Feature can be abused to create cross-site covert channels
pes10k opened this issue · 33 comments
This issue is being filed as part of the requested PING review
This feature can be abused to create a cross-site covert channel; one site can write to the channel by manipulating the state of the CPU, and another site can read from the channel by using the proposed API to learn when the state of the CPU has changed.
The spec attempts to guard against this abuse in two ways:
i. rate limiting how frequently a reading site can read compute-pressure changes (every 1s for a active document, every 10s for a non-active document)
ii. only allowing one site to read from the channel at a time
I do not think either of these mitigations are defense though.
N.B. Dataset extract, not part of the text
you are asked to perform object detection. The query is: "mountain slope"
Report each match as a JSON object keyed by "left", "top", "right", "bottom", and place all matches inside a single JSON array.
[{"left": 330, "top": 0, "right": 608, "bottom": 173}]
For the first point, the spec says its intended to be used on pages users are likely to dwell on for a long time (e.g., video conferencing sites). In such a case, learning a bit of information every second is not a useful limitation. If a user is, for example, video conferencing for 5 minutes, thats at least to 300 bits of information, plenty of information to encode a unique identifier and necessary metadata. (At least because if there are 4 states that can be transmitted, your sending 2 bits of info per second, and so a clever attacker could double the bandwidth).
Thanks @pes10k, I think this threat is worth to be documented per #204 so that we can assess its feasibility and recommend appropriate mitigations accordingly. Feel free to drop pointers here from other domains where this type of vector may have been discussed (in PING or outside), even if as a generic case.
As discussed in the context of #216 I'd recommend incorporating this proposed cross-site covert channel attack into the Types of privacy and security threats section to ensure this is carefully considered and mitigations improved as appropriate.
@pes10k, PTAL this strawman proposal inspired by your contribution and provide feedback and suggestions for further improvements:
Cross-site covert channel
In computer security a covert channel creates a capability to transfer information between processes that are not supposed to be allowed to communicate. In modern multi-process web engines in the generic case each window or tab resides in its own process (documents that have the same origin or sites that have the same site typically share the same process). Using this API it may be possible to create a cross-site covert channel C where a site A on one tab first writes to the channel C after having manipulated the state of the CPU. Next a site B (that is not same site with site A) on another tab reads from the channel C by using this API to learn when the state of the CPU has changed. This process is repeated as long as the scripts run on both the sites A and B.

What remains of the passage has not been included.